Some further thoughts:

About that definition of flipped learning: It was important to have some operational definition of the idea at the time, and I think still is important now, because research was beginning to really ramp up on flipped learning but what people were actually studying was all over the map. In particular, there were emerging research definitions of flipped learning that insisted that students must watch video prior to group meetings, or else what's taking place isn't "really flipped". This was and still is misguided but that didn't stop the idea from taking hold, even in one of the most cited early research reviews on flipped learning at the time. I don't think we're to that same point with alternative grading practices – yet.
As I noted in a footnote to the original article, in fact we have in places given this general concept a specific name: Mastery grading, or sometimes “mastery-based grading”. There are several issues with this term, none of which I am going to discuss here and now because every time it gets discussed it becomes politicized, which draws focus even further off the main point. Everybody wants to be the person who came up with "The Name" for this concept but we're thinking way too hard about The Name and not nearly hard enough about how to explain the underlying idea, implement it, and make it work with students. So focus on that instead.

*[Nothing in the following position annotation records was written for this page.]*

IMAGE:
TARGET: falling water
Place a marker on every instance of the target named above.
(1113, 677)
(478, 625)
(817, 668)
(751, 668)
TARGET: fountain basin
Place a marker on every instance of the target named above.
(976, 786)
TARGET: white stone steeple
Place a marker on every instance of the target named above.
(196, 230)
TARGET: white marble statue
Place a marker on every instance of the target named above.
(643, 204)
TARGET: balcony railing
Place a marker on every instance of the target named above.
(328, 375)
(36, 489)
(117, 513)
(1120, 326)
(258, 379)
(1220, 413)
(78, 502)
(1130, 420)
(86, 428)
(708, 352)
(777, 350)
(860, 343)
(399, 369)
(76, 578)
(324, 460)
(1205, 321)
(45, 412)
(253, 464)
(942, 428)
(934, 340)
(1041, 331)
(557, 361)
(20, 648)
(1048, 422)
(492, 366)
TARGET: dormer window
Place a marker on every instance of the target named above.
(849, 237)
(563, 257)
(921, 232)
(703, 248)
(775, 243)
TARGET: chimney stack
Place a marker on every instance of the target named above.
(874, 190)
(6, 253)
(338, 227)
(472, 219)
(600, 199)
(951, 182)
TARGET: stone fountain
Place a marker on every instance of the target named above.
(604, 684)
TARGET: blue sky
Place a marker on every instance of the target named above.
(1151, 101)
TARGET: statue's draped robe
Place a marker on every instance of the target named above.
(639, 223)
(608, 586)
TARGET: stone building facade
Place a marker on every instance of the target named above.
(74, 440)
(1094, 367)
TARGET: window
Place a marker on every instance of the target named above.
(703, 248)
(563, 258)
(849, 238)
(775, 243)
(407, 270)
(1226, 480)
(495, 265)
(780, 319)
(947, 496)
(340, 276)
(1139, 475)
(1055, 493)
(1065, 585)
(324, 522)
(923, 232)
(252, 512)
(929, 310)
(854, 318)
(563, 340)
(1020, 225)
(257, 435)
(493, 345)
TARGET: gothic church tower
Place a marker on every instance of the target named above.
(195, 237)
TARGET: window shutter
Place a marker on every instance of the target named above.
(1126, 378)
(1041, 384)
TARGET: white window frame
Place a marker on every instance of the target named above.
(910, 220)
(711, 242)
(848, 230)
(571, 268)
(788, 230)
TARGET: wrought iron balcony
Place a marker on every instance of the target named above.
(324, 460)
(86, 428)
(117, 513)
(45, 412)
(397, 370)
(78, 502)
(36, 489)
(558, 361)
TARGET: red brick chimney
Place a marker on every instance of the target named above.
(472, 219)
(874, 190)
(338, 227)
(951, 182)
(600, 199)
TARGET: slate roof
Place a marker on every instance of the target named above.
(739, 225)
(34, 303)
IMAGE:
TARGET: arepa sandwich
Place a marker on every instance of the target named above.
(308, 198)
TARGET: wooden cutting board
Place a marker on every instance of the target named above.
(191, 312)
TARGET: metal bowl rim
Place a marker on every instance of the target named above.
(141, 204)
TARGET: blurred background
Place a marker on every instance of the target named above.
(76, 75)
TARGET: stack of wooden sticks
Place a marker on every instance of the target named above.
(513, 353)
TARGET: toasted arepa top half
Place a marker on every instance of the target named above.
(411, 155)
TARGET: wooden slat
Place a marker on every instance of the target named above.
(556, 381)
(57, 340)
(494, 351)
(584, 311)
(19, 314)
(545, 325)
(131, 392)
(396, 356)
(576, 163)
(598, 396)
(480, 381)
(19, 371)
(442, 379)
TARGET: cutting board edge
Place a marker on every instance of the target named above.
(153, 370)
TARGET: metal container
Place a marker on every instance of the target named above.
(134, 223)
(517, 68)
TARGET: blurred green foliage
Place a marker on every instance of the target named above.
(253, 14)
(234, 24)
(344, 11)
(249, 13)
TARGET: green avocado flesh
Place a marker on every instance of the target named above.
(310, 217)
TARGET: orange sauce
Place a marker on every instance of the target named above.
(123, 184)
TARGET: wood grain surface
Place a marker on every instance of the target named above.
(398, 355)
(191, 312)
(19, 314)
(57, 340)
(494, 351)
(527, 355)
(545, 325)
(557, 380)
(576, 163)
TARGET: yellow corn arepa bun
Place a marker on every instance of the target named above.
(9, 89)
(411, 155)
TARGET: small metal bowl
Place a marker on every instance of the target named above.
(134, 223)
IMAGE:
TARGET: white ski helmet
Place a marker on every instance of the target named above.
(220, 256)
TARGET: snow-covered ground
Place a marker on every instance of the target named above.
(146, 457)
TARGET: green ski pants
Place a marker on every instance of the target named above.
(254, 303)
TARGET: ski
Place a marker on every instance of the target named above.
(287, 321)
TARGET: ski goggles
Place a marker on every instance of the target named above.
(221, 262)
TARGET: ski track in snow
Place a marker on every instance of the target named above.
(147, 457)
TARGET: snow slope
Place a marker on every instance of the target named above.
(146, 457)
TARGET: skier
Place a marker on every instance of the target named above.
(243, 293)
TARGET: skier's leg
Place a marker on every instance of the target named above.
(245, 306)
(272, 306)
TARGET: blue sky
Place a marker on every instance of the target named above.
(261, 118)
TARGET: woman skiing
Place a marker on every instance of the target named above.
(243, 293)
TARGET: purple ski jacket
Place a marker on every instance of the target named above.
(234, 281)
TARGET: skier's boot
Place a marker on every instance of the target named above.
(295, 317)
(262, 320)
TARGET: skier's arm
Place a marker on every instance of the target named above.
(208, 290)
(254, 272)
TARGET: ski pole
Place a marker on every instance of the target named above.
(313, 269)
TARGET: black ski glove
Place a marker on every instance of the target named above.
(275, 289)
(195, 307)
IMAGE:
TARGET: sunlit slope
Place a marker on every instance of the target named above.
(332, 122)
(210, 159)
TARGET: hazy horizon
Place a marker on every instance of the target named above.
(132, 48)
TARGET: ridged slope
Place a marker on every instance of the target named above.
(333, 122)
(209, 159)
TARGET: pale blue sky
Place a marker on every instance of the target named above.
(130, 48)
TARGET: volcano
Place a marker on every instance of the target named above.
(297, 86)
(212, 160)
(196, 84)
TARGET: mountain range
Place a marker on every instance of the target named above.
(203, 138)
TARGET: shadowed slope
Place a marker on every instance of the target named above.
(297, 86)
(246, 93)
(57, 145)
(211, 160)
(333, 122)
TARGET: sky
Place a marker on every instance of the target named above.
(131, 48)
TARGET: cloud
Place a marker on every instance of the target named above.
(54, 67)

Regarding that last paragraph, credit where it's due: Sharona Krinksy, the main driver of the annual Grading Conference, is the one who’s said this the most about grading. I have said and still do say a very similar thing about flipped classrooms, that one day we'll just call it "the classroom". Again, maybe that day's arrived?
There may be another level of common ground to explore here, and that's the path that these kinds of grading systems share with the natural, human way of learning anything, in or outside of school. I met my Fall 2021 classes for the first time yesterday and asked them two questions: (1) How they got to be good at the thing they are best at doing, and (2) what they were excited, curious, or nervous about in the class. For the first question, as always happens, students pointed out without any prompting on my part that we learn things through mindful practice, informed by failure and feedback. But then, every single student said they were both curious and nervous about the grading system. Maybe there's room for both, but the first point ought to be used to alleviate the nervousness in the second. We use a grading system like this because it's how you've learned your whole life. It's not "new", "unusual", etc. — it's as old as human learning itself. It's just not how we've played school up to this point.